宮原知子「一歩ずつ」進む頂点への道 メダルならずも、誓った4年後の目標
「メダルが欲しかった」と口にできたのは
惜しくもメダルに届かなかった宮原だったが、「今度こそ取りたい」と4年後に向けての成長を誓った 【写真は共同】
平昌五輪のフィギュアスケート女子シングルで、宮原は4位に入った。ショートプログラム(75.94点)、フリースケーティング(146.44点)、合計得点(222.38点)といずれも自己ベストを更新。ノーミスの完璧な演技を披露しながらあと一歩、メダルには手が届かなかった。
「ここまで来たらメダルが欲しいと思っていました」
宮原にしては珍しく結果を悔しがった。平昌入りしてからは目標を聞かれるたびに「ノーミスすること」「できることをしっかりやること」と答え、順位よりもむしろ演技内容や自身の出来にフォーカスしているようだった。もちろんそれができなければ、必然的にメダルは遠のく。あくまで自分のパフォーマンスを発揮することが第一の目標だったのだ。

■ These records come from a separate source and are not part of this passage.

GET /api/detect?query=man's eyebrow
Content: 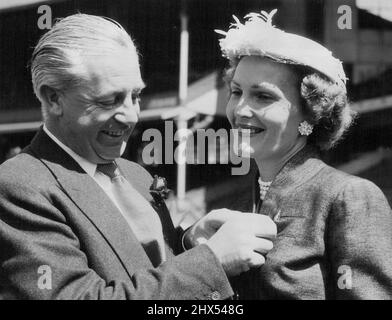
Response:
[230,80,241,87]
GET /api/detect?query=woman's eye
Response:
[230,89,242,96]
[256,93,272,100]
[132,93,140,104]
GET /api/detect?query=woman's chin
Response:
[233,143,254,158]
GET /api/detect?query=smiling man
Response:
[0,14,276,300]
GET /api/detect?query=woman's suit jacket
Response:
[233,147,392,299]
[0,130,232,300]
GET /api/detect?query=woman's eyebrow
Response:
[251,82,284,96]
[230,80,241,87]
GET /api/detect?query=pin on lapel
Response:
[273,209,281,222]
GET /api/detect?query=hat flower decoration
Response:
[215,9,346,89]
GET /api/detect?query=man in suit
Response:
[0,14,276,299]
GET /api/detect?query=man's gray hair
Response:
[31,13,138,120]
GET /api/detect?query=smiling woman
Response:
[219,11,392,299]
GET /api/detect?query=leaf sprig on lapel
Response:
[150,175,171,199]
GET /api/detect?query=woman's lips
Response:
[235,124,265,135]
[102,130,125,138]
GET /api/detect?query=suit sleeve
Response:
[327,178,392,299]
[0,166,232,300]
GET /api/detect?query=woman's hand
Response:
[184,209,276,276]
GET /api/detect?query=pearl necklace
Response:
[258,177,272,200]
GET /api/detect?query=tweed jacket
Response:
[0,129,233,299]
[232,146,392,299]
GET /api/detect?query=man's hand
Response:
[185,209,276,276]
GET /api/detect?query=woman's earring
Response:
[298,120,313,136]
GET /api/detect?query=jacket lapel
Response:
[27,129,152,276]
[116,160,180,258]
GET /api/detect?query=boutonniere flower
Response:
[150,175,171,199]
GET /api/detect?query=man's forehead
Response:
[84,52,144,89]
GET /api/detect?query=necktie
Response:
[97,162,165,267]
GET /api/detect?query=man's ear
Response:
[40,85,63,116]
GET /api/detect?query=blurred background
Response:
[0,0,392,226]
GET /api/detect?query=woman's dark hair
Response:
[224,59,356,150]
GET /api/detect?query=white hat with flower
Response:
[215,9,346,88]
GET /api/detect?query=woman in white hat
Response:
[217,10,392,299]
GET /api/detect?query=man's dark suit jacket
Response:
[0,129,232,299]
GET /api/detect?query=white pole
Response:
[177,0,189,205]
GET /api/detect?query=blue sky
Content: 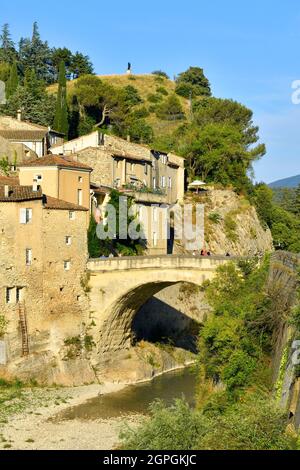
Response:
[0,0,300,182]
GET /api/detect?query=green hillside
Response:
[269,175,300,189]
[48,74,189,137]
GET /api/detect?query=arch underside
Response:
[98,280,205,354]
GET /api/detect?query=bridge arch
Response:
[88,256,232,357]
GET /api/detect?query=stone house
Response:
[19,155,92,209]
[50,131,185,254]
[0,112,64,157]
[0,178,88,380]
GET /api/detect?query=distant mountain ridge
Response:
[269,175,300,189]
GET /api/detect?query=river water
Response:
[60,368,196,421]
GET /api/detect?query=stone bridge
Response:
[87,255,236,357]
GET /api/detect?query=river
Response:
[59,368,196,421]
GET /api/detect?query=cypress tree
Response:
[295,184,300,217]
[54,61,69,137]
[6,62,19,98]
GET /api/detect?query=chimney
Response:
[32,180,38,193]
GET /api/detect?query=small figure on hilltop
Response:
[126,62,131,75]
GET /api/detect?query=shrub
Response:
[156,86,169,96]
[156,94,184,121]
[224,214,238,242]
[120,395,296,451]
[208,212,222,224]
[0,315,8,338]
[152,70,170,79]
[133,106,150,119]
[147,94,162,103]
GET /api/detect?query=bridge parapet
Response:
[87,255,241,272]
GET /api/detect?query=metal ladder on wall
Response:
[19,302,29,356]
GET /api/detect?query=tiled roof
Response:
[0,185,43,202]
[44,195,88,211]
[19,155,93,171]
[0,175,20,186]
[113,153,152,163]
[0,129,48,141]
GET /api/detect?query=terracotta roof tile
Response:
[44,195,88,212]
[0,175,20,186]
[19,155,93,171]
[0,129,48,141]
[0,185,43,202]
[113,153,152,163]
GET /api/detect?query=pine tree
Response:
[54,61,69,136]
[24,69,46,98]
[19,23,55,83]
[0,23,17,64]
[6,62,19,98]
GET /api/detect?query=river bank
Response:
[0,383,137,450]
[0,358,197,450]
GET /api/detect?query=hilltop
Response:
[269,175,300,189]
[48,74,189,136]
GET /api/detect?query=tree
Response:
[23,69,46,99]
[170,98,265,191]
[6,62,19,98]
[0,86,55,126]
[0,23,17,64]
[54,60,69,136]
[176,67,211,98]
[294,184,300,217]
[70,51,94,78]
[51,47,73,76]
[19,22,55,83]
[96,189,146,256]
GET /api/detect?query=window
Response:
[152,206,158,222]
[65,236,72,246]
[20,209,32,224]
[77,189,82,206]
[25,248,32,266]
[64,261,71,271]
[6,287,14,304]
[16,287,24,303]
[153,232,157,246]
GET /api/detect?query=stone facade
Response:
[0,112,64,157]
[19,155,92,209]
[51,131,184,255]
[0,188,88,382]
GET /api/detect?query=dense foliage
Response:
[121,395,296,450]
[0,23,93,129]
[0,23,93,84]
[176,67,211,98]
[88,189,146,258]
[251,183,300,253]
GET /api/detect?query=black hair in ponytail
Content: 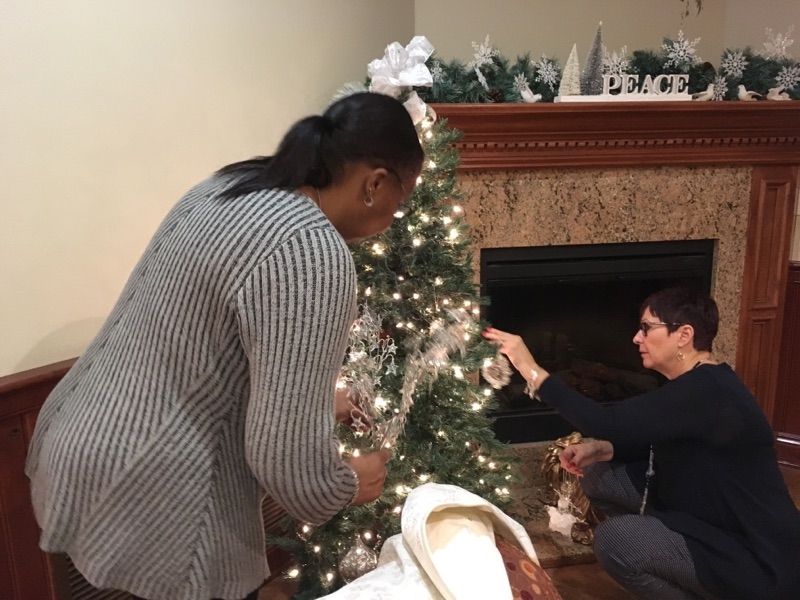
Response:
[217,92,424,198]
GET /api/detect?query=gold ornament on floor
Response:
[542,431,599,546]
[339,535,378,583]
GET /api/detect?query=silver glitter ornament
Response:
[339,535,378,583]
[481,354,511,390]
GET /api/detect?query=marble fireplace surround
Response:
[433,102,800,460]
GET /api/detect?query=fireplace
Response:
[480,240,715,443]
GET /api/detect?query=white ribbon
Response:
[367,35,433,98]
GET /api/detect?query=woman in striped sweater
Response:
[27,93,423,600]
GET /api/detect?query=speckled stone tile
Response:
[459,167,751,366]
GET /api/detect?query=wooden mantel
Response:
[432,101,800,466]
[432,101,800,170]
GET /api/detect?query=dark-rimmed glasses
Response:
[639,321,679,337]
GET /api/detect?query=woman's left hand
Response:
[483,327,541,379]
[334,388,372,431]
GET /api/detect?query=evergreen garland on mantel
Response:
[414,33,800,104]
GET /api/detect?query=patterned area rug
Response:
[506,442,595,568]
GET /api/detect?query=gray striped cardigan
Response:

裏を返せば、「メダルが欲しかった」と口にできたのも、それだけ自身の演技に満足いったからなのだろう。課題とされていたジャンプの回転不足は取られず、スピンやステップでもレベル4を獲得した。シャイな宮原が思い切り両手を突き上げ、あそこまでガッツポーズする姿は初めて見た。
内側からあふれ出る思い
感情があふれ出たフリーの演技、シャイな宮原が大きなガッツポーズを見せた 【写真は共同】
10カ月以上も離脱することになった昨年1月の疲労骨折も、練習をし過ぎる彼女だからこそ起きた不運と言えなくもない。もっとも宮原は氷上に立てない時間を利用して、映画を見たり、音楽を聴いたりするなど、これまであまりできなかったことを意識的に行い、自身の感情の幅を広げようとした。もともと感情の起伏があまりなく、それがミスの少なさに寄与する一方、表現力という意味では、やや物足りなさを指摘されていた。
ケガをしてよかったと思うことは絶対にない。それでもフィギュアスケートは演技に生き様が表れるスポーツでもある。ケガからの復帰後は、彼女の心の内からにじみ出てくる表現に深みが増したように感じられた。
「辛い時期もありましたが、試合に戻ってきて、自己ベストが出たら楽しいなと思っていました。五輪でも試合前から楽しみが大きくて、ずっと平昌にいるような気がしています」
試合に出られる楽しさ、スケートを滑れる幸せ。平昌五輪での宮原の演技にはそうした思いがあふれ出ていた。